7 - Stories Have Never Been More Important
We all know that storytelling is the backbone of marketing. When your community re-opens, you will encounter numerous stories of resilience from restaurant owners and small retailers who were forced to shutter or scale back during the outbreak.
Sharing these stories will both lift the spirits of everyone who has suffered (including those who want to travel but cannot) as well as cast a sorely needed spotlight on the individuals and establishments that make your community worth visiting.
When you re-open, consider a weekly Instagram series with a unique hashtag (#strongertogether, for example), where you profile a business owner who contributes to the life of the community. If the business has a special offer designed to win back customers, promote it to your guests, or see if you can negotiate an offer that only your guests can take advantage of.
In any crisis-recovery situation, you cannot squarely focus on how you’ve suffered or what you’re doing to recover. Once again, if you choose to employ “We’re all in this together” language in any of your copy, then this marketing tactic is a good way to demonstrate that commitment.
8 – Manage Ongoing Customer Fears
Just as the economy will not immediately resume normal operations when shelters-in-place lift, your customers’ pandemic-inspired fears and anxieties will not fade the moment “nonessential” travel resumes. The end of the quarantine will not mean the end of the coronavirus. Social distancing will still be a priority for many.
It will still be crucial to market your hotel as a safe place for reconnecting, recharging and rediscovering. This means that the cleaning protocols you instituted when the pandemic was heating up should be maintained for the short- and perhaps even medium-term. It might even be necessary to continue curtailing housekeeping for stayovers.
Make sure you post your respective policies strategically throughout the hotel, such as in all guest rooms, front desk and poolside. Craft your language carefully such that it doesn’t convey alarm, but rather care for the happiness and well-being of all visitors. Housekeeping should continue to be visible in their frequent sanitizing of public areas for the weeks and maybe even months following the end of shelters-in-place.
9- Inventory Your Customer Touchpoints
Your crisis-recovery marketing should touch every aspect of the customer experience, not merely what appears on your website or in your social media feeds.

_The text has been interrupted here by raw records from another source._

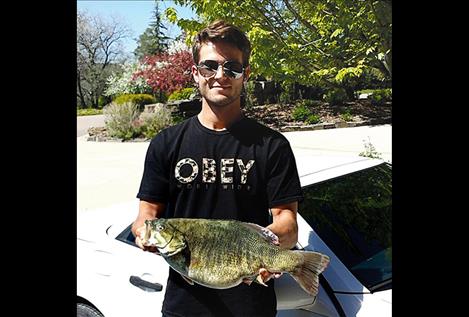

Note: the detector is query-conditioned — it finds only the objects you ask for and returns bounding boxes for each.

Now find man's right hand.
[135,225,159,253]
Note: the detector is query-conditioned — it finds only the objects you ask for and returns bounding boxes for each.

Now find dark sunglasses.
[197,59,244,79]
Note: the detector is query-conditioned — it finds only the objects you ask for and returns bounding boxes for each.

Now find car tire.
[77,303,104,317]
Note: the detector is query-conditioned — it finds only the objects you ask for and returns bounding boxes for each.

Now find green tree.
[165,0,392,94]
[134,1,170,60]
[77,11,130,108]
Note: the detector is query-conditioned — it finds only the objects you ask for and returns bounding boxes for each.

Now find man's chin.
[206,95,239,107]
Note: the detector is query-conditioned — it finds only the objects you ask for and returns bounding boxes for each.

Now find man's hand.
[135,225,159,253]
[243,268,283,286]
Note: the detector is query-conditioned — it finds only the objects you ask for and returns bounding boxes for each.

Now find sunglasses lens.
[223,62,243,79]
[198,60,243,79]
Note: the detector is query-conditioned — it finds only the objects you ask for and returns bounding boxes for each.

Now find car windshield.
[300,163,392,291]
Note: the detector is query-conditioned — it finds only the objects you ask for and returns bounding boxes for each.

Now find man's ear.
[243,65,251,82]
[191,65,199,84]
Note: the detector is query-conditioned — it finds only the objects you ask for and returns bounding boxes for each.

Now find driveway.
[77,114,104,137]
[77,123,392,213]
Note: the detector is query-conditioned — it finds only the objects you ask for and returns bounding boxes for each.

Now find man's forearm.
[267,202,298,249]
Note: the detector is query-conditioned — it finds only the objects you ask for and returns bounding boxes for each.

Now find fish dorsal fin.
[241,222,280,245]
[181,274,194,285]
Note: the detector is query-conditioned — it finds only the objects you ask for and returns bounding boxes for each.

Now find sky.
[77,0,195,53]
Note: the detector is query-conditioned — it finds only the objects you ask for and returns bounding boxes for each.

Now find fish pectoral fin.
[255,274,269,287]
[242,222,280,245]
[255,268,274,287]
[181,274,194,285]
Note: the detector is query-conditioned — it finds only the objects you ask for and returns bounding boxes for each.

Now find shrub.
[292,104,311,121]
[77,108,103,116]
[113,94,156,111]
[296,99,321,107]
[368,88,392,106]
[306,113,321,124]
[168,87,197,101]
[323,88,348,105]
[340,110,353,122]
[103,102,141,140]
[140,106,173,139]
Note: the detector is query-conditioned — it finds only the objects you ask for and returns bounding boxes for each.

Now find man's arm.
[131,200,166,251]
[267,201,298,249]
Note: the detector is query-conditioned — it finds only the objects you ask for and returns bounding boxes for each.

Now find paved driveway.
[77,124,392,212]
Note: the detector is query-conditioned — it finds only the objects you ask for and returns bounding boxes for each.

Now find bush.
[77,108,103,116]
[323,88,348,105]
[140,106,173,139]
[306,113,321,124]
[113,94,156,111]
[292,104,311,121]
[168,87,197,101]
[296,99,322,108]
[103,102,141,140]
[368,88,392,106]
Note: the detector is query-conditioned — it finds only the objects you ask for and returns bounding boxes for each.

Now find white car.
[77,156,392,317]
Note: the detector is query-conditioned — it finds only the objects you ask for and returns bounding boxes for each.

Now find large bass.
[142,218,329,296]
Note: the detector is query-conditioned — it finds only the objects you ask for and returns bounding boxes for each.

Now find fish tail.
[291,251,329,296]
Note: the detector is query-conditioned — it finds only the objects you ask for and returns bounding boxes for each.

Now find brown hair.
[192,20,251,67]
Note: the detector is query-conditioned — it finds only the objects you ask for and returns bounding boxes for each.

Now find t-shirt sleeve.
[137,133,169,203]
[267,140,303,208]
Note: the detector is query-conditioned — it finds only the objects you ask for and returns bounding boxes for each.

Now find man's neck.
[197,99,242,131]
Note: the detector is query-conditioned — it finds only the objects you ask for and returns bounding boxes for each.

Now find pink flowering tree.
[134,50,193,96]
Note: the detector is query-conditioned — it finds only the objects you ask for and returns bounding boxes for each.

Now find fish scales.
[144,218,329,295]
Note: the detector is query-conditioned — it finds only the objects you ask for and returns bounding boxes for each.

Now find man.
[132,21,302,316]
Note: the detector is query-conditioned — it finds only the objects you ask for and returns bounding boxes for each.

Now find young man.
[132,21,302,316]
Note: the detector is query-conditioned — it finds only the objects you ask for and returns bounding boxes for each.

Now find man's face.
[192,42,250,107]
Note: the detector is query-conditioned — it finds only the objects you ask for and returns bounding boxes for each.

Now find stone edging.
[86,117,392,143]
[280,117,392,132]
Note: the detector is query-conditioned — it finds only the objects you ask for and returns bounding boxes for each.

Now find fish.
[142,218,330,296]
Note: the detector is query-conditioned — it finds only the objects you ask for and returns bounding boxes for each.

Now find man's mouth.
[212,86,231,89]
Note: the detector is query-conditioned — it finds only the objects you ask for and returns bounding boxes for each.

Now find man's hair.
[192,20,251,66]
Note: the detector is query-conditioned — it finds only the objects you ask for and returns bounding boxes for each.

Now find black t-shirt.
[137,116,302,316]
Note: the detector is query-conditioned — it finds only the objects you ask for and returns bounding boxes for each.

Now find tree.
[77,11,130,108]
[134,1,170,60]
[166,0,392,94]
[134,50,193,99]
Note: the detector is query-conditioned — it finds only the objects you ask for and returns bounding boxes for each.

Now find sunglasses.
[197,59,244,79]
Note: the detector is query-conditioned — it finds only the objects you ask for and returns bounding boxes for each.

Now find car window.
[299,163,392,291]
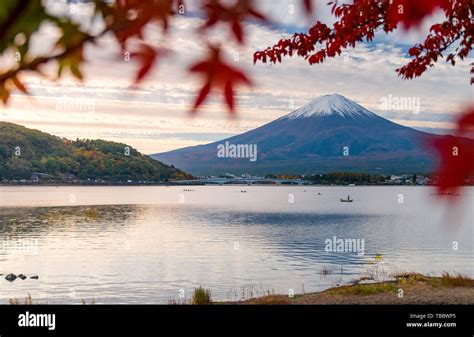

Do you need to update your voicemail greeting? What about the ads or promotions that run on the in-room televisions? If any of these convey “business-as-usual” sentiments or conflict with the tone of your other crisis-recovery outreach efforts, adapt them before you re-open to the public. If you care enough to update these touch points, it can only help to make your guests feel more cared for as well.
10 - Seek Quality over Quantity in Social and Email
If you curtailed your social media posts to 2-3 per week during the COVID-19 crisis, don’t immediately resume your original posting schedule. Ease back in to it, emphasizing quality over quantity. Your audience will be deluged with content and offers once shelters-in-place end, so don’t let desperation be the guiding force in your social media strategy. Here’s a possible social media calendar:
Once you launch your re-opening strategy, you must remember to be patient. “Normalcy” will not return immediately, if at all, but with the right strategy you can be assured of gradual growth and an advantage over those who are ill-prepared. While the disruption to your business was swift and severe, the silver lining is that it was temporary.